Summary on the Nature and Action of Tendrils.
With the majority of tendril-bearing plants the young internodes revolve in more or less broad ellipses, like those made by twining plants; but the figures described, when carefully traced, generally form irregular ellipsoidal spires. The rate of revolution varies from one to five hours in different species, and consequently is in some cases more rapid than with any twining plant, and is never so slow as with those many twiners which take more than five hours for each revolution. The direction is variable even in the same individual plant. In Passiflora, the internodes of only one species have the power of revolving. The Vine is the weakest revolver observed by me, apparently exhibiting only a trace of a former power. In the Eccremocarpus the movement is interrupted by many long pauses. Very few tendril-bearing plants can spirally twine up an upright stick. Although the power of twining has generally been lost, either from the stiffness or shortness of the internodes, from the size of the leaves, or from some other unknown cause, the revolving movement of the stem serves to bring the tendrils into contact with surrounding objects.
The tendrils themselves also spontaneously revolve. The movement begins whilst the tendril is young, and is at first slow. The mature tendrils of Bignonia littoralis move much slower than the internodes. Generally, the internodes and tendrils revolve together at the same rate; in Cissus, Cobaea, and most Passiflorae, the tendrils alone revolve; in other cases, as with Lathyrus aphaca, only the internodes move, carrying with them the motionless tendrils; and, lastly (and this is the fourth possible case), neither internodes nor tendrils spontaneously revolve, as with Lathyrus grandiflorus and Ampelopsis. In most Bignonias, Eccremocarpus Mutisia, and the Fumariaceae, the internodes, petioles and tendrils all move harmoniously together. In every case the conditions of life must be favourable in order that the different parts should act in a perfect manner.
Tendrils revolve by the curvature of their whole length, excepting the sensitive extremity and the base, which parts do not move, or move but little. The movement is of the same nature as that of the revolving internodes, and, from the observations of Sachs and H. de Vries, no doubt is due to the same cause, namely, the rapid growth of a longitudinal band, which travels round the tendril and successively bows each part to the opposite side. Hence, if a line be painted along that surface which happens at the time to be convex, the line becomes first lateral, then concave, then lateral, and ultimately again convex. This experiment can be tried only on the thicker tendrils, which are not affected by a thin crust of dried paint. The extremities are often slightly curved or hooked, and the curvature of this part is never reversed; in this respect they differ from the extremities of twining shoots, which not only reverse their curvature, or at least become periodically straight, but curve themselves in a greater degree than the lower part. In most other respects a tendril acts as if it were one of several revolving internodes, which all move together by successively bending to each point of the compass. There is, however, in many cases this unimportant difference, that the curving tendril is separated from the curving internode by a rigid petiole. With most tendril-bearers the summit of the stem or shoot projects above the point from which the tendril arises; and it is generally bent to one side, so as to be out of the way of the revolutions swept by the tendril. In those plants in which the terminal shoot is not sufficiently out of the way, as we have seen with the Echinocystis, as soon as the tendril comes in its revolving course to this point, it stiffens and straightens itself, and thus rising vertically up passes over the obstacle in an admirable manner.

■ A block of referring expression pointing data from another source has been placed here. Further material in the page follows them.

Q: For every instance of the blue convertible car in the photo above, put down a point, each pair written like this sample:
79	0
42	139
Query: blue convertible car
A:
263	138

All tendrils are sensitive, but in various degrees, to contact with an object, and curve towards the touched side. With several plants a single touch, so slight as only just to move the highly flexible tendril, is enough to induce curvature. Passiflora gracilis possesses the most sensitive tendrils which I have observed: a bit of platina wire 0.02 of a grain (1.23 mg.) in weight, gently placed on the concave point, caused a tendril to become hooked, as did a loop of soft, thin cotton thread weighing one thirty-second of a grain (2.02 mg.) With the tendrils of several other plants, loops weighing one sixteenth of a grain (4.05 mg.) sufficed. The point of a tendril of Passiflora gracilis began to move distinctly in 25 seconds after a touch, and in many cases after 30 seconds. Asa Gray also saw movement in the tendrils of the Cucurbitaceous genus, Sicyos, in 30 seconds. The tendrils of some other plants, when lightly rubbed, moved in a few minutes; with Dicentra in half-an- hour; with Smilax in an hour and a quarter or half; and with Ampelopsis still more slowly. The curling movement consequent on a single touch continues to increase for a considerable time, then ceases; after a few hours the tendril uncurls itself, and is again ready to act. When the tendrils of several kinds of plants were caused to bend by extremely light weights suspended on them, they seemed to grow accustomed to so slight a stimulus, and straightened themselves, as if the loops had been removed. It makes no difference what sort of object a tendril touches, with the remarkable exception of other tendrils and drops of water, as was observed with the extremely sensitive-tendrils of Passiflora gracilis and of the Echinocystis. I have, however, seen tendrils of the Bryony which had temporarily caught other tendrils, and often in the case of the vine.